Читаем Windows® Internals, Sixth Edition, Part 1 полностью

Most networking APIs operate only in byte mode, which means that a message sent with one send function might require the receiver to perform multiple receive operations, building up the complete message from fragments. A named pipe operating in message mode simplifies the implementation of a receiver because there is a one-to-one correspondence between send and receive requests. A receiver therefore obtains an entire message each time it completes a receive operation and doesn’t have to concern itself with keeping track of message fragments.

The first call to CreateNamedPipe for a particular name creates the first instance of that name and establishes the behavior of all named-pipe instances having that name. A server creates additional instances, up to the maximum specified in the first call, with additional calls to CreateNamedPipe. After creating at least one named-pipe instance, a server executes the ConnectNamedPipe Windows function, which enables the named pipe the server created to establish connections with clients. ConnectNamedPipe can be executed synchronously or asynchronously, and it doesn’t complete until a client establishes a connection with the instance (or an error occurs).

A named-pipe client uses the Windows CreateFile or CallNamedPipe function, specifying the name of the pipe a server has created, to connect to a server. If the server has performed a ConnectNamedPipe call, the client’s security profile and the access it requests to the pipe (read, write) are validated against the named pipe’s security descriptor. (See Chapter 6 for more information on the security-check algorithms Windows uses.) If the client is granted access to a named pipe, it receives a handle representing the client side of a named-pipe connection and the server’s call to ConnectNamedPipe completes.

After a named-pipe connection is established, the client and server can use the ReadFile and WriteFile Windows functions to read from and write to the pipe. Named pipes support both synchronous and asynchronous operations for message transmittal, depending upon how the handle to the pipe was opened. Figure 7-10 shows a server and client communicating through a named-pipe instance.

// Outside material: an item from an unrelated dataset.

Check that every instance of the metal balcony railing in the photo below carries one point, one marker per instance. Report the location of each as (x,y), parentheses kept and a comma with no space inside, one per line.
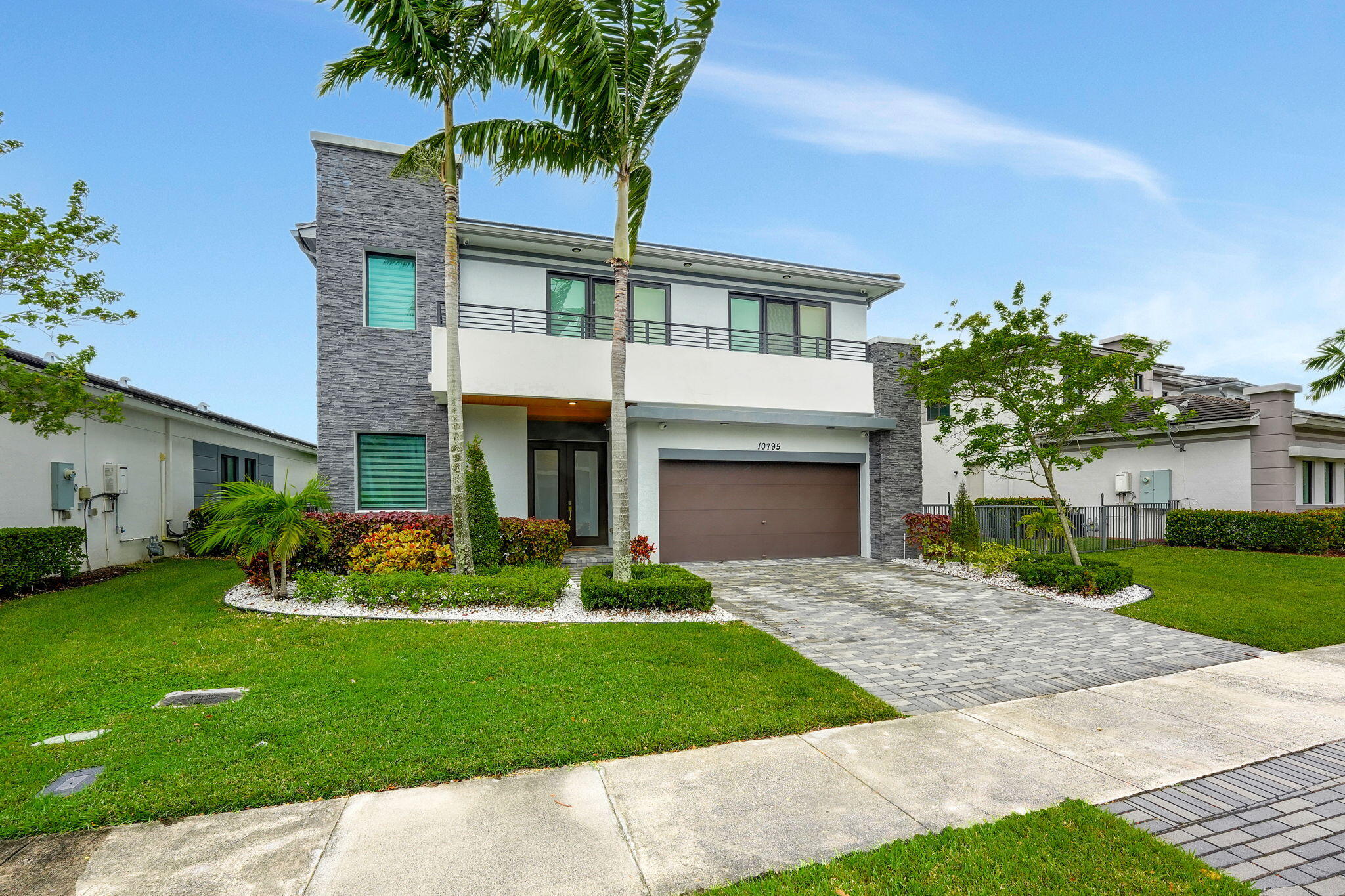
(530,320)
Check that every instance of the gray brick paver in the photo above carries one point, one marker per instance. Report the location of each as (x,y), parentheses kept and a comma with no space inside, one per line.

Figure 7-10. Named-pipe communications

Another characteristic of the named-pipe networking API is that it allows a server to impersonate a client by using the ImpersonateNamedPipeClient function. See the Impersonation section in Chapter 6 for a discussion of how impersonation is used in client/server applications. A second advanced area of functionality of the named-pipe API is that it allows for atomic send and receive operations through the TransactNamedPipe API, which behaves according to a simple transactional model in which a message is both sent and received in the same operation. In other words, it combines a write operation and a read operation into a single operation by not completing a write request until it has been read by the recipient.

Mailslot Operation

Mailslots provide an unreliable, unidirectional, multicast network transport. Multicast is a term used to describe a sender sending a message on the network to one or more specific listeners, which is different from a broadcast, which all systems would receive. One example of an application that can use this type of communication is a time-synchronization service, which might send a source time across the domain every few seconds. Such a message would be received by all applications listening on the particular mailslot. Receiving the source-time message isn’t crucial for every computer on the network (because time updates are sent relatively frequently); therefore, a source-time message is a good example for the use of mailslots, because the loss of a message will not cause any harm.

Like named pipes, mailslots are integrated with the Windows API. A mailslot server creates a mailslot by using the CreateMailslot function. CreateMailslot accepts a UNC name of the form “\\.\Mailslot\MailslotName” as an input parameter. Again like named pipes, a mailslot server can create mailslots only on the machine it’s executing on, and the name it assigns to a mailslot can include subdirectories. CreateMailslot also takes a security descriptor that controls client access to the mailslot. The handles returned by CreateMailslot are overlapped, which means that operations performed on the handles, such as sending and receiving messages, are asynchronous.